A top French court on Friday rejected an appeal by former president Nicolas Sarkozy to avoid facing charges of illicit financing for his failed 2012 re-election bid, with a trial of the ex-head of state now appearing inevitable.
Prosecutors claim Sarkozy spent nearly 43 million euros ($51 million) on his lavish re-election bid — almost double the legal limit of 22.5 million euros — using fake invoices, and demanded he answer the charges in court.
Sarkozy has denounced the charges, saying he was unaware of the fraud by executives at the public relations firm Bygmalion, who are also among a total of 13 people likely to face trial.
Sarkozy’s lawyers appealed to the Constitutional Council, which rules on the admissibility of laws and legal rulings, arguing that he had already paid a financial penalty for the overspending.
Bygmalion executives and Jerome Lavrilleux, the deputy manager of Sarkozy’s 2012 campaign, have acknowledged the existence of fraud and false accounting.

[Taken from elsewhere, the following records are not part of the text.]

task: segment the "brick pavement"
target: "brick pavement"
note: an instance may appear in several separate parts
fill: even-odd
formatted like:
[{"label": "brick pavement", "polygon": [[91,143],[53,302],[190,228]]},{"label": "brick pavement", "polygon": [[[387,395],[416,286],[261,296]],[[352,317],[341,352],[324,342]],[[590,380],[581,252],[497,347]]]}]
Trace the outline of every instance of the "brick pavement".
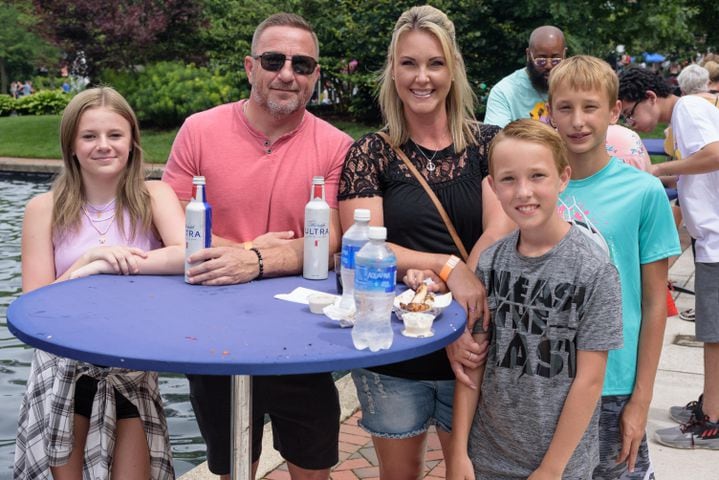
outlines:
[{"label": "brick pavement", "polygon": [[[340,461],[330,473],[331,480],[379,480],[377,454],[369,434],[357,426],[362,413],[357,411],[340,426]],[[424,478],[440,480],[445,477],[444,461],[439,438],[430,430],[427,438]],[[283,463],[272,470],[263,480],[290,480],[287,465]]]}]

On Friday, the Constitutional Council ruled that a criminal trial was justified on the grounds that it concerned “the potential breach of probity by candidates or elected officials.”
“It’s a big disappointment,” one of Sarkozy’s lawyers, Emmanuel Piwnica, told AFP.
Sarkozy retired from political life after failing to secure the nomination from his rightwing Republicans party for the 2017 presidential election, won by centrist Emmanuel Macron.
He would be the second former French head of state to face trial since the founding of the Fifth Republic in 1958.
In 2011, former president Jacques Chirac was given a two-year suspended sentence for embezzlement and misuse of public funds during his time as mayor of Paris.